# Somewhat frequent stdriver64.sys BSODs



## ethteck (Aug 30, 2010)

This has happened 3 times so far. Randomly, I get a BSoD for stdriver64.sys...

· OS - Windows 7 64 bit
· Came installed, OEM
· Less than a year old, have not reinstalledthe OS since

· CPU - i7-2820QM
· Video Card - NVIDIA GeForce GT 555M
· MotherBoard - Dell Inc., 0XN71K
· Power Supply - Dell, not sure about the wattage

· System Manufacturer - Dell
· Exact model number XPS 17 L702X


----------



## VirGnarus (Jun 28, 2010)

It all blames _stdriver64.sys_, which is your Realtek audio driver. It's getting close to being a year old (Mar 2011) so you will want to find if there's an update from the Dell website. 

If that all doesn't seem to work, setup Driver Verifier as followed.

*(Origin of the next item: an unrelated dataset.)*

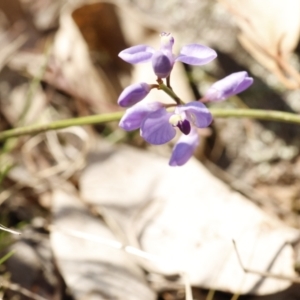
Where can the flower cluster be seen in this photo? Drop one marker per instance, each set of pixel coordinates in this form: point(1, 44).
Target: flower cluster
point(157, 121)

Make sure that the _stdriver64.sys_ is checked in your list of drivers selected. After a restart, continue your normal activity until it crashes again. If it crashes at bootup, go into Safe Mode and deactivate DV from there. Either way, send any resulting crashdumps to us. DV will generate special crashdumps for us to look at. 

If I see that these still complain about that driver, yours shows up as the latest on the Dell website, then try to do a remote assistance thing with their tech support. Usually they have hotfixed drivers that their techs have access too that are not made public, and can provide and install it for you.


----------



## ethteck (Aug 30, 2010)

Thank you for the prompt reply. I have installed the newer Realtek driver, and I will let you know if I encounter any more problems.


----------